This updated version of Armenian dolma is from a recipe from the late Dr. Harold H. “Buzz” Baxter at http://www.thegutsygourmet.net/dolma.html, his comprehensive Armenian and international food and cultural website.
In Armenian and Middle Eastern cultures and cuisines, dolma refers to a family of stuffed vegetable dishes, most often wrapped in grape or cabbage leaves. You can use the same meat and rice filling to hollow out and stuff zucchini squash, eggplant, tomatoes, onions, and bell peppers. “If there’s anything Armenians love to stuff it is fresh vegetables. Armenians will stuff just about any part of a lamb, from stomach to head. And we even stuff meat with meat like kuftah,” Baxter said. “Dolma is considered the most cherished Armenian dish because it is part of our rich Armenian culture, and because Armenians love dishes made of chopped meat and all possible variations of stuffed fresh vegetables,” he added.
Dr. Baxter’s website is dedicated to his beloved mother, Gladys Baxter, who was born in Fresno on July 1, 1908. She descended from Armenian immigrants from the Bitlis area of Turkey. “My mother was the youngest of eight children, and had five older sisters who were excellent cooks, too, as was her mother.
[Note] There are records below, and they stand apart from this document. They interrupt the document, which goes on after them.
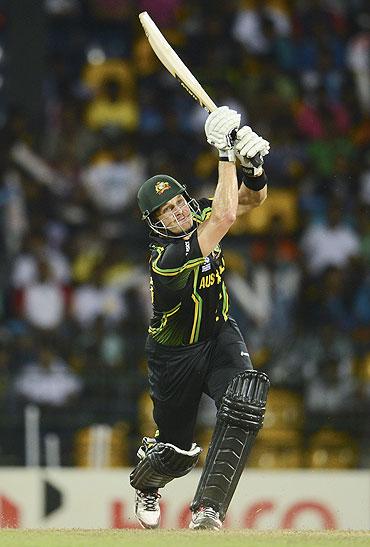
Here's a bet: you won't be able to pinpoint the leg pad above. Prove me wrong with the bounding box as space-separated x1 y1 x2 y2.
191 370 270 520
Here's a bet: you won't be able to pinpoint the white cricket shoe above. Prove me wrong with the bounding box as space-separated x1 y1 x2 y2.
189 507 222 530
135 490 161 528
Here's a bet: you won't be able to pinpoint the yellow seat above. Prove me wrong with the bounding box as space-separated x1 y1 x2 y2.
260 388 304 436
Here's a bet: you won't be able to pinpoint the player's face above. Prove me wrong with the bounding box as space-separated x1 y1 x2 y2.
157 195 193 234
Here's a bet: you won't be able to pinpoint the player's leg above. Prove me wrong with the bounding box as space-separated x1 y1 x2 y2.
190 318 269 529
130 340 207 528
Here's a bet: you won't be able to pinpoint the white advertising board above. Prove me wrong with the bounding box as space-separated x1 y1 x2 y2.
0 468 370 530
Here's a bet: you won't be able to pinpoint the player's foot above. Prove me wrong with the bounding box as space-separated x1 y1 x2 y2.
189 507 222 530
135 490 161 528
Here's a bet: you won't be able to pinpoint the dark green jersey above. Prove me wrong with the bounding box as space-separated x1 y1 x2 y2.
149 199 229 346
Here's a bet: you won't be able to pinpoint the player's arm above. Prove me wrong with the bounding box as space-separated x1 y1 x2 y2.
198 106 240 256
234 126 270 217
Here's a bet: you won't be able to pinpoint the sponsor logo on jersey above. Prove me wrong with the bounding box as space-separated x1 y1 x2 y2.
202 256 211 272
155 180 171 194
199 266 225 289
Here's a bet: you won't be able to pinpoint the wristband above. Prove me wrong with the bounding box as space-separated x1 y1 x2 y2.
219 149 235 161
242 169 267 192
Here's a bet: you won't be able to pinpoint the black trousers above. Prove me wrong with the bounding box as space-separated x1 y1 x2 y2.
146 318 253 450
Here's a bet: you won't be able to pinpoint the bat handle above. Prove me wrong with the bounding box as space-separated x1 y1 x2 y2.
231 129 263 167
249 152 263 167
She naturally learned from them and became one of the most respected Armenian cooks in the San Joaquin Valley. She had no difficulty in cooking for two or two hundred people. She seldom consulted a cookbook and measuring devices were rarely used in her cooking. A pinch of this and a scoop of that was all that was needed to perform magic in her kitchen.”
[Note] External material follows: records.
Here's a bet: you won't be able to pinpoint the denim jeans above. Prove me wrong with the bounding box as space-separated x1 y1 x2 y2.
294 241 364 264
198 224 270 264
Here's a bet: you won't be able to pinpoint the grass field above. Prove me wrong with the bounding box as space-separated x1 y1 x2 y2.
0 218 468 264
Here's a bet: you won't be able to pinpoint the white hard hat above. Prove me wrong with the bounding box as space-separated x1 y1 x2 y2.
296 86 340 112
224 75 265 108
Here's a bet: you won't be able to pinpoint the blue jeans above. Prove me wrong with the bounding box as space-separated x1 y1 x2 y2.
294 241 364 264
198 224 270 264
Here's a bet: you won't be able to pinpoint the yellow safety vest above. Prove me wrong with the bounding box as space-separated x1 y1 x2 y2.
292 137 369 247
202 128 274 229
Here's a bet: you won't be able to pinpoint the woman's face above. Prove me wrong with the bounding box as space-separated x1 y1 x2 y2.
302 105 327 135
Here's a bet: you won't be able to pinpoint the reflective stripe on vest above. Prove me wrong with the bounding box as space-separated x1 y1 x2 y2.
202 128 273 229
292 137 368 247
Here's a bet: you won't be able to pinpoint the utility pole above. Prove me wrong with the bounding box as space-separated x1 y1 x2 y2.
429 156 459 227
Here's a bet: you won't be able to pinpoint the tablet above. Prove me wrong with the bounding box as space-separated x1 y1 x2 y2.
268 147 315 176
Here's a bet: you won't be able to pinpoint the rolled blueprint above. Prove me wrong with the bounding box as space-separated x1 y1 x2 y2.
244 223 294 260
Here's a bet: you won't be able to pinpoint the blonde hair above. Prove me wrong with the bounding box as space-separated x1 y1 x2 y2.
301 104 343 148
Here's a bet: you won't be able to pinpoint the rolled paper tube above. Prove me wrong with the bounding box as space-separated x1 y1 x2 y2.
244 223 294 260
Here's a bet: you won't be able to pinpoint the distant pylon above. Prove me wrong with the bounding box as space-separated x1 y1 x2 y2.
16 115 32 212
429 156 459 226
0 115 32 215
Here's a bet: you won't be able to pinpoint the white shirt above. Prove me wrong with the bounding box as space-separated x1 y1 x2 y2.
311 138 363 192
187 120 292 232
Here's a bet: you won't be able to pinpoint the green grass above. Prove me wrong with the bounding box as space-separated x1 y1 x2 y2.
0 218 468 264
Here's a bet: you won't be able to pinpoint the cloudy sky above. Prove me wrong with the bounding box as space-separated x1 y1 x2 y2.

In 1930, Gladys married Avedis Baxter, an auto mechanic from Fowler, Calif. They had two sons to whom she taught her culinary and domestic skills. Ironically, she spent her last few years with Alzheimer’s disease that caused her to forget her amazing art and skills in Armenian cooking. Dr. Baxter added, “I felt it incumbent upon me to celebrate my mother’s deep love of cooking by sharing many of her traditional Armenian specialties such as this dolma recipe.”